How to Not F*CK Up Your Fitness
This is the last piece on our 3-part series on motivation and goal setting. Part ONE is about how to create a goal that fits in your life and actually gets you what you really want. Part TWO is how to actually achieve it. If you skipped those first guides, go back and check them out! Now we're on to some real talk here. Accomplishing anything, good or bad, is going to take some serious hard work and determination. Remember finals week in college? That kind of tough. You're going to have to make sacrifices and it's not all going to be fun. But you will sure AF learn a lot about the kind of woman you are.
And if you're a real person, you're going to fuck up at some point.
Why? Because being a real person means being imperfect. Hell, setting a goal that's really, really, REALLY tough shows you how completely NOT perfect you are, and that's a beautiful lesson in itself.
Look at our children. They are like sponges. They pick up every single thing we say (#whoops) and they learn faster then they will in college. Their ability to learn is what we consider a success at their young age. I'm sure you've already noticed how within this impactful time, they fail extremely frequently. (Which is that fine line of heartbreaking and absolutely hilarious.) As parents, we celebrate their failures. We kiss their boo boos, promote the small life-lessons, and encourage them to move on.
In order to succeed, we have to do the same with ourselves.
I say that we are all prone to failure because I’m also a person. Who works with lots of different people on a daily basis. Who fails regularly. If I met someone who was actually perfect I would use them as an example... but I can't. That person doesn't exist. Or at least, I've never met them, and I really don't want to hang out with them.
It truly saddens me when a client who I absolutely adore comes into training and just shits on themselves for the entire hour because they had a small failure. Either they cheated on their diet, or they didn't get their run in, or they still don't fit into their goal pants. (These aren't lazy women, either, and I used to do this all of the time.)
Being a mom means you’re sharing your life, values, and goals with a few other people. There will be days that are out of your control, and that is part of the game.
So in order to succeed, we first have to admit that failure is a normal thing that goes hand-in-hand with success. We have to get accustomed to kissing our own boo-boos, doing a little digging into why it happened, and brainstorming what we can do to prevent setbacks from reoccurring.
(This is also why I LOVE the 80/20 principal when it comes to diet, exercise, and sleep.) IF we can anticipate our failures we can prevent them from happening. Or at least we spare us the time we often ruminate with negative self-talk and spend that hour refocusing on our priorities.
I don't want you to get frustrated with setbacks and failures. I want you to embrace them as part of the journey.
Yes, of course this is much harder than it sounds. It's one thing to tell yourself you won't get pissed when you've overslept a workout, it's another to actually wake up and feel like a complete asshat after you've scheduled a sitter. This takes time. There's no faster route to misery than beating yourself up over something you can't erase.
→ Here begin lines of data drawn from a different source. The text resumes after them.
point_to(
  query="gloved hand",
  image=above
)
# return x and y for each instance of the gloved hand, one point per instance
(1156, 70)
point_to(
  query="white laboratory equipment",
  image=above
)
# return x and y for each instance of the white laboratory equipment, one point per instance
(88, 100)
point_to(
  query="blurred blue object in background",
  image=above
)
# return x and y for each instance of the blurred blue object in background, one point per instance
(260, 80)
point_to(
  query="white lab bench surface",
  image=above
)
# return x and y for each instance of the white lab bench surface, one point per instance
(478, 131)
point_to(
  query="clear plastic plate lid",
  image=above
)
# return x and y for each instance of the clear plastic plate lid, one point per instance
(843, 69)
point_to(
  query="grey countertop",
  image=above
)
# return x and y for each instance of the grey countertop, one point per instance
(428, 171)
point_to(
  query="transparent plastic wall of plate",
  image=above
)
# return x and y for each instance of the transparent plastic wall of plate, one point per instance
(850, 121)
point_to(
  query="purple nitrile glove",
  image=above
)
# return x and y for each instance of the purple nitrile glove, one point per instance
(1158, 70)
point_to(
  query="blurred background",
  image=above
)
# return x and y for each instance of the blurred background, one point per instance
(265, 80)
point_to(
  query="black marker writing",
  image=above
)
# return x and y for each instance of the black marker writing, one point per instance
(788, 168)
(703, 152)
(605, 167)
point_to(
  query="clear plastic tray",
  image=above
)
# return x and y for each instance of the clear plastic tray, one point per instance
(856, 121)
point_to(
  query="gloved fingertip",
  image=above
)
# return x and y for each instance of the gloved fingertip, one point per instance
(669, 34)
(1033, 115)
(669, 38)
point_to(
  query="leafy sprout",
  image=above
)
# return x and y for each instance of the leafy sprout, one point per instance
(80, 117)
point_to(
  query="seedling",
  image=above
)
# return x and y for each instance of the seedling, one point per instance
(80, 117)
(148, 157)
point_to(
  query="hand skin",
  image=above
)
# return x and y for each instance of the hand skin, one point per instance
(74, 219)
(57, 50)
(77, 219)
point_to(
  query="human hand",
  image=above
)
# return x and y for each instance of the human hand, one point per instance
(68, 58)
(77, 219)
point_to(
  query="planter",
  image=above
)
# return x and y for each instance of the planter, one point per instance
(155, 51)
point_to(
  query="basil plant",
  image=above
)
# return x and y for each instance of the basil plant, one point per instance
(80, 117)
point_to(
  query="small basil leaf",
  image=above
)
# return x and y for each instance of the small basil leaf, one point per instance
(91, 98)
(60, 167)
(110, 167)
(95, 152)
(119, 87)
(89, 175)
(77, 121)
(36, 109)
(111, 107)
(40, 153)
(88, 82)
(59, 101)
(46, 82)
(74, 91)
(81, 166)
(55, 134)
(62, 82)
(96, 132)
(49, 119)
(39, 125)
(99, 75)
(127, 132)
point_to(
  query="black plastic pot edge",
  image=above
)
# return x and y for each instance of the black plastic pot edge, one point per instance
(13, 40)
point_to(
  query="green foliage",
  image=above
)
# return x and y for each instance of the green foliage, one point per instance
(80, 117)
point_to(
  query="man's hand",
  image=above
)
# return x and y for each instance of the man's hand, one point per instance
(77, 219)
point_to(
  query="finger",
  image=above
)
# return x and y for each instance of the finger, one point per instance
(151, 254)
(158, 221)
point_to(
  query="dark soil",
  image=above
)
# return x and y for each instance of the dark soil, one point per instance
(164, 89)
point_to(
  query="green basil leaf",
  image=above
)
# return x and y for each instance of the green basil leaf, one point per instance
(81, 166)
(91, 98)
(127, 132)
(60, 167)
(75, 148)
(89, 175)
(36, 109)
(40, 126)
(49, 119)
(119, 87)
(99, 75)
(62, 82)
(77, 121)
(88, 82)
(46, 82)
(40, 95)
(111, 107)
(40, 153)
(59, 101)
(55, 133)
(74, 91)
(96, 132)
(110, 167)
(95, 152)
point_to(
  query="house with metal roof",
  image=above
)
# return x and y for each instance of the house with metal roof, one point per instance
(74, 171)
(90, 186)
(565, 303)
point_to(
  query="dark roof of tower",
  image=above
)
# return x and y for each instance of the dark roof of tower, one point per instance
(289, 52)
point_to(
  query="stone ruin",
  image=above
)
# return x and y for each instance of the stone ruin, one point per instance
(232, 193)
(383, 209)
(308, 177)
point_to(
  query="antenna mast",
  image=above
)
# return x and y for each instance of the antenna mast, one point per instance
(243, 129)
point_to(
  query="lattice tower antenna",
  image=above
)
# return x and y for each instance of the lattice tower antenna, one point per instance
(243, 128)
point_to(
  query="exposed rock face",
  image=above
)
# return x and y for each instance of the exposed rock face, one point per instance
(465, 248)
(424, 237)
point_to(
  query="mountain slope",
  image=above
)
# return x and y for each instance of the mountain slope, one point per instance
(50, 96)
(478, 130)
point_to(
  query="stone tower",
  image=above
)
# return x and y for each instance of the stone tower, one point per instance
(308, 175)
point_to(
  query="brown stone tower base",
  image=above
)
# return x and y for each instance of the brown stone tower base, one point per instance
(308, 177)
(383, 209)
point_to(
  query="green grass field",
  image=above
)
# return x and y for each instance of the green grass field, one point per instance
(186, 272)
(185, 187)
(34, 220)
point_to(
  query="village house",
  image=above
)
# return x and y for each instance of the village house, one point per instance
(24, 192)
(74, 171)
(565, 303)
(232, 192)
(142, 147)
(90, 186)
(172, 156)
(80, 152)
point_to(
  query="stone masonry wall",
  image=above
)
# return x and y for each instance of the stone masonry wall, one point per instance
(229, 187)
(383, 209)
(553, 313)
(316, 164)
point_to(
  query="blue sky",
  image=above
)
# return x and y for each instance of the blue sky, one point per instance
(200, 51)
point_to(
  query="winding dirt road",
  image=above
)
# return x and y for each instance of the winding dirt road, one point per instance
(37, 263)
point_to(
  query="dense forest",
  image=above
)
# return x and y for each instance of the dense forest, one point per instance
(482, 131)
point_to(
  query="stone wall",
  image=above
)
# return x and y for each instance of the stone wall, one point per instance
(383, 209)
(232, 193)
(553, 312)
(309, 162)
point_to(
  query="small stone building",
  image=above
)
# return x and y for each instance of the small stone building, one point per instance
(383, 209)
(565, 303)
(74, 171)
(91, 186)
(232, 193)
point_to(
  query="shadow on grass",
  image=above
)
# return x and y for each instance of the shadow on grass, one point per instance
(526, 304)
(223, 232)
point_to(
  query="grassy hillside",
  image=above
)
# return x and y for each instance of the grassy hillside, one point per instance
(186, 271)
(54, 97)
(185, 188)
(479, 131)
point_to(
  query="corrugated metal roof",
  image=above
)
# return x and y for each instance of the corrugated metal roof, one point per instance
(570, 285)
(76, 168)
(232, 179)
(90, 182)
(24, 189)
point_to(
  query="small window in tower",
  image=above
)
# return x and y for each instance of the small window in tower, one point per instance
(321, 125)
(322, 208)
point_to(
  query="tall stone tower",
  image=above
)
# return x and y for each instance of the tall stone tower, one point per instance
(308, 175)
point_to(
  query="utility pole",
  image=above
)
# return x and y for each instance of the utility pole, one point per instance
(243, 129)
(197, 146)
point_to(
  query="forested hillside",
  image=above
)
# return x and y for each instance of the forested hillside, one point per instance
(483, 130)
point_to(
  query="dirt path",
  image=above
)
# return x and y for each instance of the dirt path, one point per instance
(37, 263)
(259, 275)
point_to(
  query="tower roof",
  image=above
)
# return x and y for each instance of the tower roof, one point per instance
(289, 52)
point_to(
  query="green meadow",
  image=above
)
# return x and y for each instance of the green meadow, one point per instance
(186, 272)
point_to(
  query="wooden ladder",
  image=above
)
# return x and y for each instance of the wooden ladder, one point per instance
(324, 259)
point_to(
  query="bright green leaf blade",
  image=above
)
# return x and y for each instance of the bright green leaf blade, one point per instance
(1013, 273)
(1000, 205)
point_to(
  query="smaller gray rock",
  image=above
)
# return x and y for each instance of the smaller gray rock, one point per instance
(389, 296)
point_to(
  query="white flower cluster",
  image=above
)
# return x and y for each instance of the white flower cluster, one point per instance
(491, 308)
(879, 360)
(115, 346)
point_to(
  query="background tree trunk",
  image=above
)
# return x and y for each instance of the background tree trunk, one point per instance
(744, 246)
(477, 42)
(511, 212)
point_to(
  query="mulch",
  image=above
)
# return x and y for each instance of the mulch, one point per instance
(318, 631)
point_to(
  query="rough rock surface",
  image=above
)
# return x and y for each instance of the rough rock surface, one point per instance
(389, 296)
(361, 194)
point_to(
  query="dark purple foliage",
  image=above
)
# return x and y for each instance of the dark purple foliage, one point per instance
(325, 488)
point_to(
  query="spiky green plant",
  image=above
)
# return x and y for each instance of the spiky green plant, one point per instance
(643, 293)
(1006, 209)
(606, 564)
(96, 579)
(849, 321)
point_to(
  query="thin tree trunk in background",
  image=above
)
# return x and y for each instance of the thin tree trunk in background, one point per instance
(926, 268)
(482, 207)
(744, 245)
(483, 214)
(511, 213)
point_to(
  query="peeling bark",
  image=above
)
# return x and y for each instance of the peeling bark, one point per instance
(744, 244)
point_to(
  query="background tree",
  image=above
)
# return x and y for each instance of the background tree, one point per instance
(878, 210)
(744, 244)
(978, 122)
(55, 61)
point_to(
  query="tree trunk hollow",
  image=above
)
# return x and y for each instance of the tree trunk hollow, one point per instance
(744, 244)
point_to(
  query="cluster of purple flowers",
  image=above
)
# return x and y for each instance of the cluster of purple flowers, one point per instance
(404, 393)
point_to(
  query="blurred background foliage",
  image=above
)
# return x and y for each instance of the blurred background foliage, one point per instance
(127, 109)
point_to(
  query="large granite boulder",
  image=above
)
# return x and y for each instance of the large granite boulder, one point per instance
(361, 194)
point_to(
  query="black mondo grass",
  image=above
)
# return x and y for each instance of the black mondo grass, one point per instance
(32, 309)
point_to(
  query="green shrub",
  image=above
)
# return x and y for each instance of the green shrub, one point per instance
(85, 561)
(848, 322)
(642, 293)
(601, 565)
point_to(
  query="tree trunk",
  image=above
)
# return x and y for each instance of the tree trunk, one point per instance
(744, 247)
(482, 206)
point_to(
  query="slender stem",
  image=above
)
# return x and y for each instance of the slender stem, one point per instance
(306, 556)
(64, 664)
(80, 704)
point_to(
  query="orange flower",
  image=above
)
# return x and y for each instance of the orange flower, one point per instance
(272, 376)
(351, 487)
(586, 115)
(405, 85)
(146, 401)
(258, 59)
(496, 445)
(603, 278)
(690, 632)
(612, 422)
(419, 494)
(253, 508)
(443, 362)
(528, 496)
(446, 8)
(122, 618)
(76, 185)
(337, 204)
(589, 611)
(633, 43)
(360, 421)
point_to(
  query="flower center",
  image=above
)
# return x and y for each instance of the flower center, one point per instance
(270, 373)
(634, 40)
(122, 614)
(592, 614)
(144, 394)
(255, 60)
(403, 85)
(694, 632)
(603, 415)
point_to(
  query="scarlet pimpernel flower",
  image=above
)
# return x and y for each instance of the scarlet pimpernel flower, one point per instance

Here is an exercise I'd love for you to do to prepare for failure:
1. Write down the last big goal you accomplished.
Learning a new skill, participating in a race/ bake fair/ etc... doesn't have to apply to fitness at all. Think of the last time you pushed yourself to get something done!
2. Write down ANY mistakes you made along the way.
Did you miss a practice? Flub a recipe? Run out of time? Cheat on a diet? Be honest!!
3. Think about how you still did it.
Did you try a new method? Manage your time differently? Make it up somewhere else?
4 Write out any areas in your new plan where you think you might be prone to any slip-ups.
If you foresee any bumps in the path, you don't have to avoid them completely. Just identify where they might be!
5. Create a plan of action you can take... just in case. What do you do if your babysitter bails? Or if you get sick? Or if your kids require more time than you anticipate? Have a couple of options written down so you already have options!
It's time for us to STOP allowing excuses and accept that failure is a part of success. I want you to go out there and fail as hard as you can. Fail so immensely that you must learn your lesson and brush yourself off. Just remember that failure is not your destiny, it's a part of the path.